Hello everyone,
I’m starting another post for a second problem/question, but I refer you to my previous post (Phylip vs. Column-based format changing downstream results) since the background is the same. Briefly, I have 10 samples of ~3300 16S sequences in individual fastas which I was able to analyze separately quite easily with mothur using the following command flow:
dist.seqs(fasta=X.fas, output=lt, cutoff=0.05)
read.dist(phylip=X.phylip.dist)
cluster(cutoff=0.05)
summary.single(label=0.03-0.05)
collect.single(label=0.03-0.05)
rarefaction.single(label=0.03-0.05)
get.oturep(phylip=X.phylip.dist, fasta=X.fas, list=X.phylip.fn.list, label=0.03, sorted=size)
However, when I combine all the sequences into one fasta file of 33,071 seqs and then use the following command flow:
dist.seqs(fasta=ALL.fas, cutoff=0.03, processors=4)
hcluster(phylip=ALL.phylip.dist, cutoff=0.03)
read.otu(list=ALL.phylip.fn.list, group=ALL.groups)

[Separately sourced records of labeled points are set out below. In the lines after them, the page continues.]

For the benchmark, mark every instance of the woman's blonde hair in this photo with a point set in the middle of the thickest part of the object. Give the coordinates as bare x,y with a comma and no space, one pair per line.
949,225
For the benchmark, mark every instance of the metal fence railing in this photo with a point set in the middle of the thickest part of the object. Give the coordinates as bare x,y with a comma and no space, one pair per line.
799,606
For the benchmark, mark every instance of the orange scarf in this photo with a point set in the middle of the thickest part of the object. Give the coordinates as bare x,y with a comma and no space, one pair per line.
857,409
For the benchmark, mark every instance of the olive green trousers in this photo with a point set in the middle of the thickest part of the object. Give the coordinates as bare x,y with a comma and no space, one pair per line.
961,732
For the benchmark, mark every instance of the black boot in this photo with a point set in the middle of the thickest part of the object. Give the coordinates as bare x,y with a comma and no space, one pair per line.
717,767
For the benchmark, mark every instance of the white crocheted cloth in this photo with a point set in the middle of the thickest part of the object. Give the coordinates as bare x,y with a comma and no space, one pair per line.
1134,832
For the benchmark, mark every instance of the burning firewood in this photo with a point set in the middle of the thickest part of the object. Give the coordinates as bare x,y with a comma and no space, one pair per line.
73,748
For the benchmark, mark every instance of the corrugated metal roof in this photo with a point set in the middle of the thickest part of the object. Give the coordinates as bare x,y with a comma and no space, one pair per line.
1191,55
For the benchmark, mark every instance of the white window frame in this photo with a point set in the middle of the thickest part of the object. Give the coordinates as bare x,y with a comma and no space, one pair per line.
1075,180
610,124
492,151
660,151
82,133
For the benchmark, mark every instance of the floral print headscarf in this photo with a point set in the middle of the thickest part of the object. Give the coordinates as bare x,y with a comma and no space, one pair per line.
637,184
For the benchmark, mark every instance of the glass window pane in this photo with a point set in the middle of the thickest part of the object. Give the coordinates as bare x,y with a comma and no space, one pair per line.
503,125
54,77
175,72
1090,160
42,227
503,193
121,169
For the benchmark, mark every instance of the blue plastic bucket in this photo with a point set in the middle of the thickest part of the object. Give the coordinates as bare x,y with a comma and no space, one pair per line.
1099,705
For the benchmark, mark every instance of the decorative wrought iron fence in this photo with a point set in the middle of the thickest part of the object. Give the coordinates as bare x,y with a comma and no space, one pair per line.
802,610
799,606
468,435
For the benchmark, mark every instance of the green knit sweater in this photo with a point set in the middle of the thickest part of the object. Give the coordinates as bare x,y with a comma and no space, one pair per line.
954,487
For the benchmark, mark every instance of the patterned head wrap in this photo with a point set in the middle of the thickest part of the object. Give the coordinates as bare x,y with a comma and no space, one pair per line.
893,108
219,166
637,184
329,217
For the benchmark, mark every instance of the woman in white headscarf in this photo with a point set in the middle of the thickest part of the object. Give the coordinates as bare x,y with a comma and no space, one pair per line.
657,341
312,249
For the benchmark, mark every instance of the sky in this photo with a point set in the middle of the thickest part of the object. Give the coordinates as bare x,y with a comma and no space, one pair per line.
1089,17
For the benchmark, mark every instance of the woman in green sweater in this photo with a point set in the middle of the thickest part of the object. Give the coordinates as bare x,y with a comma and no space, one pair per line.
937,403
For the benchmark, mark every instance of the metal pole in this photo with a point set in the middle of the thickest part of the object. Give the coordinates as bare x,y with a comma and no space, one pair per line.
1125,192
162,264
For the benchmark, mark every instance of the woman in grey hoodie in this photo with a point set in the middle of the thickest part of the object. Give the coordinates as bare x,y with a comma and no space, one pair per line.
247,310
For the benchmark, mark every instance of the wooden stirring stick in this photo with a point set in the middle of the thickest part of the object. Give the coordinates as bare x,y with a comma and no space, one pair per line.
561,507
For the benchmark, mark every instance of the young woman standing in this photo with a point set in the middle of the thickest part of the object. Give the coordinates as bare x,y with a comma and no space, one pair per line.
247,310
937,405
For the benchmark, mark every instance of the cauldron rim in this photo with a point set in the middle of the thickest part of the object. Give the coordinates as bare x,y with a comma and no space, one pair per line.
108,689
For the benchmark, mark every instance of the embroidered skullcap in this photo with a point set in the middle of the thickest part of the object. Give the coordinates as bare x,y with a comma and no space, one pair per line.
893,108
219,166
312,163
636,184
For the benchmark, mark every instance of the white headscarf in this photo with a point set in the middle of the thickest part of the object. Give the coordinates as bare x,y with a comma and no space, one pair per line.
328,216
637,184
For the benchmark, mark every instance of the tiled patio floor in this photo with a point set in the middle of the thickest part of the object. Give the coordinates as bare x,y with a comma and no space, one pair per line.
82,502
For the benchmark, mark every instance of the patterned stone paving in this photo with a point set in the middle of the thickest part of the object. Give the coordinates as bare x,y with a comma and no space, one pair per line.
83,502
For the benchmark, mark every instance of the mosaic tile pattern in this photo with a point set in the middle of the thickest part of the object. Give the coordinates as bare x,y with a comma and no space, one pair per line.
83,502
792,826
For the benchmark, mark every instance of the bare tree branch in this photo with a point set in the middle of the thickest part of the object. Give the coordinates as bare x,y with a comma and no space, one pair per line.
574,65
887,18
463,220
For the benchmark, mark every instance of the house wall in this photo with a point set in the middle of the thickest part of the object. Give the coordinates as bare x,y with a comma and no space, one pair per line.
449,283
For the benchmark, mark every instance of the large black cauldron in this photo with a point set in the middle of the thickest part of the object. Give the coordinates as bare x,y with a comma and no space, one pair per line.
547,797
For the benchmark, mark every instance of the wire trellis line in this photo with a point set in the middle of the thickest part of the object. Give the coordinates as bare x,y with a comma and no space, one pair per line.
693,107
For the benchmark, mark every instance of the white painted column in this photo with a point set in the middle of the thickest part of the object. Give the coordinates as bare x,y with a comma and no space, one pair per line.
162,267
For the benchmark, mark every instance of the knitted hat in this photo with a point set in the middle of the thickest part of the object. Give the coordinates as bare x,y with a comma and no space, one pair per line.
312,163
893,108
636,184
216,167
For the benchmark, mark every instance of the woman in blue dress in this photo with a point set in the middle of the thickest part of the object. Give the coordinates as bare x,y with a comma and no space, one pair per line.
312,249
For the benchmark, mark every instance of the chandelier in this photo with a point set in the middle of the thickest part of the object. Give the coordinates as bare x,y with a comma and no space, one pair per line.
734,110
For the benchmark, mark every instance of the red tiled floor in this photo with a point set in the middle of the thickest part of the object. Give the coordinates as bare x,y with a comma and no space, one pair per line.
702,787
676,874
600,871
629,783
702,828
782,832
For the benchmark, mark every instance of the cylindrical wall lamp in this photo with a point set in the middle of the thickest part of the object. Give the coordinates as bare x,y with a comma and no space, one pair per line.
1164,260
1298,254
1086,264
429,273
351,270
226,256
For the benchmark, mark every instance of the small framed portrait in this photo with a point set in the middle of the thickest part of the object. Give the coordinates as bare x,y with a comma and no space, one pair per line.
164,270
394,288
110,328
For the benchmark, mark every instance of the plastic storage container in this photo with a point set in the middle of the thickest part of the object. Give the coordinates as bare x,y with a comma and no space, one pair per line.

summary.shared(label=0.03)
…the output of the read.otu command gives me the 10 fn.X.rabund files and the fn.shared file which have total numbers of OTUs at the 0.03 level which are no longer concordant with the original individual analysis, whereas I assume they should be the same (or not very different due to computational rounding/randomness).
Here’s what I mean:
Sample - uniques before / uniques after - 0.03 OTUs before - 0.03 OTUs after
1 - 3624 / 3611 - 1000 / 1424
2 - 2465 / 2455 - 770 / 1100
3 - 3591 / 3591 - 1025 / 1398
4 - 2539 / 2538 - 871 / 1232
5 - 3518 / 3517 - 997 / 1434
6 - 2993 / 2993 - 689 / 1077
7 - 3623 / 3620 - 892 / 1282
8 - 2753 / 2747 - 541 / 868
9 - 3835 / 3833 - 861 / 1266
10 - 3445 / 3443 - 805 / 1217
As you can see, there is a minor effect on the uniques, but the impact on the OTUs is enormous. Could this much variability be caused simply by the differing number of gaps between the individual alignments and the larger, all inclusive one? Obviously, the large alignment has a bit more “positions” (columns=1186) vs. the 10 separate files (~800-1000) since real 16S variability and pyrosequencing errors are not distributed completely evenly and as you add more and more sequences, you discover more indels and errors at more positions (we can see above that the larger the alignment/greater # of gaps, the more OTUs).
I had not thought that the OTU clustering would be that sensitive to increased gaps since: 1) for a fragment size of ~450 bp, you need 13-14 errors (not gaps) to miss putting seqs A and B into OTUX at the 0.03 level; and 2) regardless, adding sequence C which differs quite a bit from A and B will simply introduce common gaps into A and B, therefore their calculated similarity/distance should stay the same with whichever way you count gaps. Shouldn’t it?
I can accept minor changes in numbers, but up to 60% difference (sample#8) is a lot of variability given the different ways people go about their 16S pyrosequencing analyses in the different papers. I also assume (and could see in some of the results) that theses differences were affecting the downstream commands of summary.shared, tree.shared, venn, get.sharedseqs, etc. Is there a way to manage this problem (avoiding counting gaps can’t work since they are informative in the 16S)?